The Bond test is still surprisingly popular, despite the advances in modelling and computing power. However, it is well deomstrated that sizing SAG/AG mills on this basis is disastrous, so there are a number of different modelling techniques used for modelling and scale-up of these mills - all of which are rather empirical. Most designeres still do an across the circuit power check based on the Bond work index. There is some excellent work published by Steve Morrell on this topic.

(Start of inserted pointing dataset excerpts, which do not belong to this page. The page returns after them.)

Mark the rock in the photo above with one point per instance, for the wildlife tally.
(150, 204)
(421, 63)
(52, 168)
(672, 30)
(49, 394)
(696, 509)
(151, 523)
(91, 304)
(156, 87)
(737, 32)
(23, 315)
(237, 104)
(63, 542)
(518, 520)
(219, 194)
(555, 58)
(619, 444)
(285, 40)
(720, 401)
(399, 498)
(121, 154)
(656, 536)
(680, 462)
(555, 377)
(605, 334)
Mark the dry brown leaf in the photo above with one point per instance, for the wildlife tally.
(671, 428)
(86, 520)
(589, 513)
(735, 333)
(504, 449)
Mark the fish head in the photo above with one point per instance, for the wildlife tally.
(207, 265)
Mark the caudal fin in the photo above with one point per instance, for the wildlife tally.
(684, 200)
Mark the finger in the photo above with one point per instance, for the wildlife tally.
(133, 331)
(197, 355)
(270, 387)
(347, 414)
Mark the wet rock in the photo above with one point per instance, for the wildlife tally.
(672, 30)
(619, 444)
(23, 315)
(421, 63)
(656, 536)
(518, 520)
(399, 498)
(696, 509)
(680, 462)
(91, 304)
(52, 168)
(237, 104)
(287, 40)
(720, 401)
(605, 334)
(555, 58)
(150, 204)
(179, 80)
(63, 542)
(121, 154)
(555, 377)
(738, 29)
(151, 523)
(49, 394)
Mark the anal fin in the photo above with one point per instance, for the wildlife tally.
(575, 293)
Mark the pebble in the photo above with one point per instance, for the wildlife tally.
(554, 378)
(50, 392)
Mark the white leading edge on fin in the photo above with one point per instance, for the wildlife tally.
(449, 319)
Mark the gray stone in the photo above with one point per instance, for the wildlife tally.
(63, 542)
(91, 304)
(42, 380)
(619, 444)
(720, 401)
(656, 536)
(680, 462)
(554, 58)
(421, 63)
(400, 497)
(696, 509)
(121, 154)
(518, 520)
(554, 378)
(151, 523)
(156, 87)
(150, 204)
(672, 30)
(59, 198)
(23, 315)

Post by Adam Johnston on Jan 10, 2006 20:19:00 GMT
Computer simulation is only as good as the information that is the input. Rocks are usually a mixture of various minerals, hard and soft. An abreviated test that did not reach steady state as a Bond Work Index does would only be assessing the hardness of the soft minerals and would not be representative of the rock as a whole. Technology advances but the rocks stay the same. Adam
As I understand it the BWI calcs are used to determine mill sizing etc. How does the OWI relate to the BWI. Does the actual OWI as calculated from plant data serve as a check to see what the efficiency of the mill is compared to the original BWI ?
Secondly ,many plants look at the OWI of the -75µm fraction. This figure is presumably very different from the OWI index (the OWI looks at the energy required to reduce a feed particle of spesific size to a product of a spesific finer size -is this correct ?)

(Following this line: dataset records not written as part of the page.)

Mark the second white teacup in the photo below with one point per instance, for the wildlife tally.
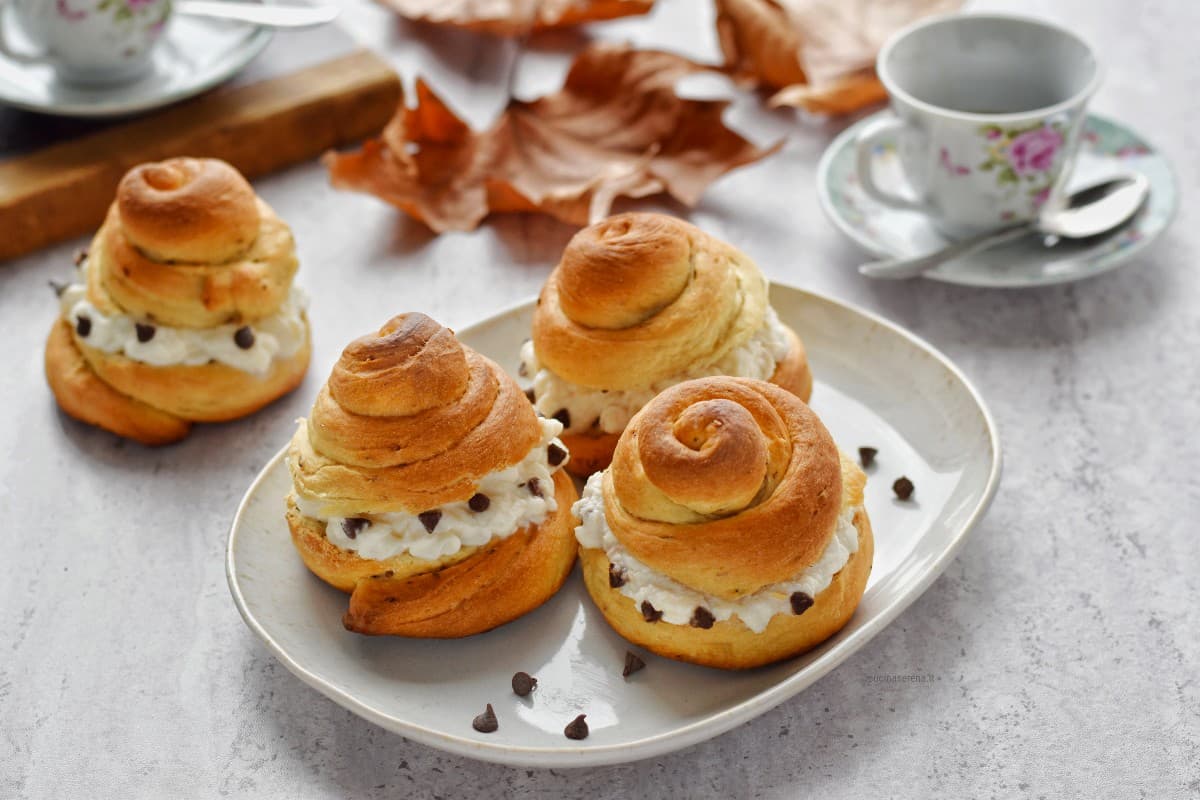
(85, 41)
(988, 110)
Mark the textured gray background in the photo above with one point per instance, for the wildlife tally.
(1061, 660)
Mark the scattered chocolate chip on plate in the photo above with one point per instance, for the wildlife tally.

Indeed the OWI is often used to test the efficiency of a plant against its theoretical capability. However, as Morrell has demonstrated, the OWI is a stronger function of the degree of reduction than given by the standard Bond equation. Thus a plant that is operated well and produces a finer grind tends to be penalised relative to one that is cruising and producing a coarser grind at a consideraly lower energy input. The Bond equation is also insensitive to top feed size, but the real OWI is sensitive to this. Although poor operation wil increase the OWI, a simple across the circuit measure does not inform on this.
When quoting BWI or OWI, the product size should always be given. The energy to reduce to a % specific size, such as 75um, is the specific enerery, which is simply power across the cicuit divided by the tons per hour of -75um material that is produced. In its self this is a useful number, but it should be clarified whether the tons of -75um in the product are used (which is usual) or the tons of fresh -75um produced - which has the -75um that are in the feed subtracted from the product. The latter is more correct, but as the %-75um in the feed is often not known, this definition is not usually used.
Bond procedure gives very good results when you use it correctly and includes correction factors as proposed by F.C.Bond later (after 2 original papers). It still works good for rod and ball milling when your measure lab BWI close as possible to designed screen size, continue to pilot procedures and finally checks power consumptions vs work on plant mill.